All of this is just what the government needed: another excuse for Americans to believe that agencies can't be trusted with basic tasks. And, unfortunately, the incidents provoked a typically Washingtonian response: political grandstanding and panicked overreaction.
VA Secretary James Nicholson was hauled to Capitol Hill to explain how the data theft could have occurred and why it took almost three weeks for the department to make it public. His testimony boiled down to the following: Everybody but me screwed up. Nicholson said he was "outraged" and "mad as hell" about the "lapses of judgment on the behalf of my people." He insisted that "directives were issued," but "they were paid no attention to."

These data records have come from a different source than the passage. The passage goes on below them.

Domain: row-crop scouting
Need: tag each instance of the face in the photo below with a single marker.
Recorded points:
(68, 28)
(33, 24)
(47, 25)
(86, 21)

Congress demanded action, and Nicholson gave it to them. Within days, Veterans Affairs took immediate steps to notify those whose data was stolen. Later, the agency began soliciting bids from contractors to provide a year's worth of free credit reporting to people whose personal information was compromised.
But the steps Nicholson took with respect to his own workforce could have an even more long-lasting effect. Nicholson started the process of firing the employee who brought the data home, and replaced the leaders of the division where he worked. In early June, he declared that the agency would limit telework at one of its divisions and eliminate employees' access to department networks from their home PCs.
That action sent a strong message to employees not only at VA, but across government: Punch in and punch out at the office, and never take work home. Why take the risk that you'll end up bringing home data that will be deemed sensitive?
Unfortunately, we in the media will end up reinforcing this message, because we'll continue to be on watch for the next story in the ongoing data theft scandal. Just look at the number of stories that emerged in the weeks after the VA incident.
But as you read them, remember this: The VA employee whose data was stolen brought it home on disks, not by accessing the department's network remotely. And it turned out he had received permission to bring a laptop and the data home-presumably because of his dedication to his job. From now on, fewer employees will make that mistake. Is that what the government-and the country-really wants?